Seemingly Unusual Port Forwarding

mt_onsemi

Been struggling with what seems like a very simple idea, but am getting no success. I need the pfSense firewall to forward port 502 requests from it's LAN interface to a WAN interface device (10.1.98.1, port 502) and then return any replies back to the LAN client. Other than that one need, the pfSense firewall should deny (but log) all other requests from WAN to LAN or LAN to WAN.

Network Layout

Constraints

1. I have no control over network topology, IP addresses, or network configuration other than the pfSense firewall itself
2. In the drawing, the network marked as "Untrusted Network" should have no access to any device on pfSense's LAN interface
3. The entire network layout is all private networks, with no connectivity to the Internet
4. There is another, main, 10.1.x.x network so using pfSense as a gateway to the Modbus Server on 10.1.x.x is out.

Safe Assumptions

1. Fresh new pfSense install, with default installation settings, and I have complete control over how pfSense would be configured.
2. The untrusted network functions correctly, since unplugging the ethernet cable from pfSense's WAN interface and into a temporary computer with the same 10.1.90.1/16 IP address allows me to ping and query the Modbus Server as required.
3. In the drawing, the pfSense Firewall and the Fortinet Firewall are the only two devices on the 10.1.90.1/255.255.0.0 subnet
4. I can get to pfSense's web GUI from "My Laptop" without issue.
5. pfSense can successfully ping the Fortinet Firewall (10.1.98.1)
6. Interestingly I cannot ping pfSense from "My Laptop"

Attempts so Far

1. About a month ago I attempted to get some help from this great forum here, but never really resolved the issue.

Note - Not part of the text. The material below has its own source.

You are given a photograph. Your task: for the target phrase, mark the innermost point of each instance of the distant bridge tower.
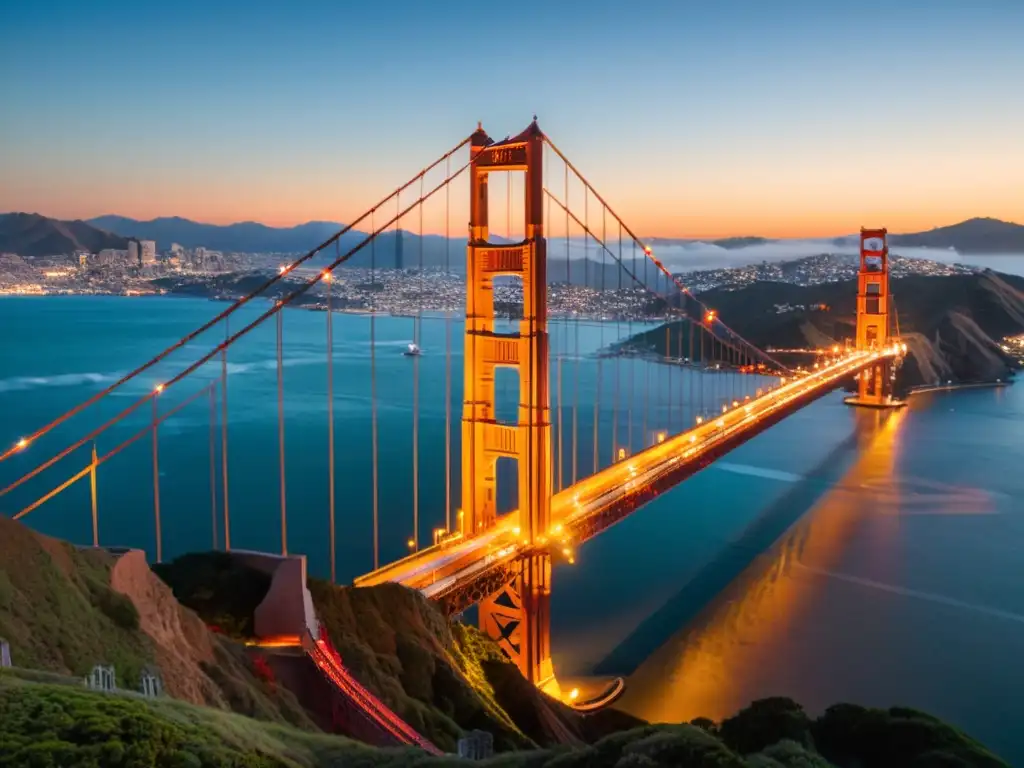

Been trying off and on for the past month without success. The lack of success, combined with a slight network topology change forced upon me has led me to a fresh post.
2. Looked at pfSense docs and found the Example Redirect Port Forward for a Squid HTTP proxy. Seems very similar to what I need but unfortunately that method does not work for some reason.
3. I've been through the Network Address Translation docs a few times now, still not finding that nugget of knowledge needed to get this to work.

stephenw10

If you can hit the pfSense webgui but can't ping it on the same IP then something it blocking that.
You said the firewall rules should block all other LAN to WAN traffic so that might be something you've set in pfSense but if not it's something in the gateway device in between.

What is the default route at your laptop? At the gateway? In the Fortinet Firewall? The Modbus server?

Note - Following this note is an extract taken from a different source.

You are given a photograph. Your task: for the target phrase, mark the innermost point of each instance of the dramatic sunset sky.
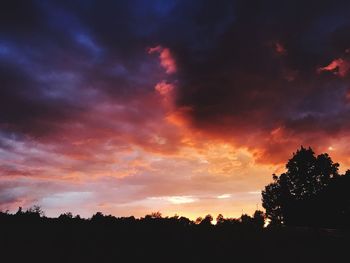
(186, 107)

Does pfSense have a route to 172.16.134.0/23 via 172.16.81.2?
If it doesn't then you may have some asymmetry happening on replies which may or may not be a problem. If the intermediate gateway is also NATing that won't be an issue. Since you can hit the webgui it probably isn't a problem but you should avoid it anyway.

So you want to be able to enter 172.16.81.68:502 on your laptop and hit the modbus server?

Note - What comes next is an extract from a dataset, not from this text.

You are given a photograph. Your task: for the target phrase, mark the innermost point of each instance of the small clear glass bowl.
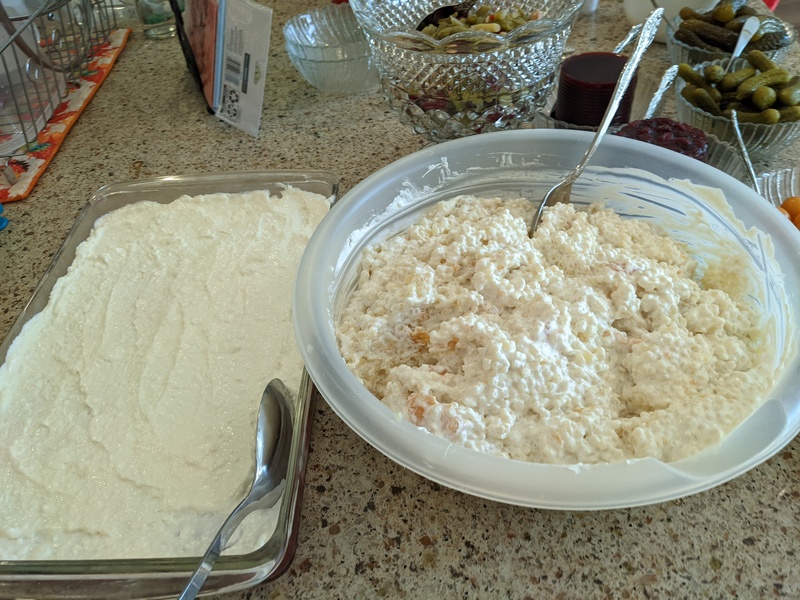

You only need a port forward on the pfSense LAN to forward that traffic. You would also need an outbound NAT rule on the WAN assuming the Fortinet/Modbus have no route back to 172.16.x.x via pfSense? That would be usually be added by default in pfSense unless there is no static route and the intermediate gateway is not NATing. In which case you would need to add one for 172.16.134.0/23.

Add the port forward. Try to connect then check Diag > States. What states for port 502 have been created?

Steve

mt_onsemi

Outbound NAT was the key, thank you kindly.

I added an Outbound NAT for the WAN interface, with the Source set to Network (172.16.81.x). Translation was set to Address = Interface Address.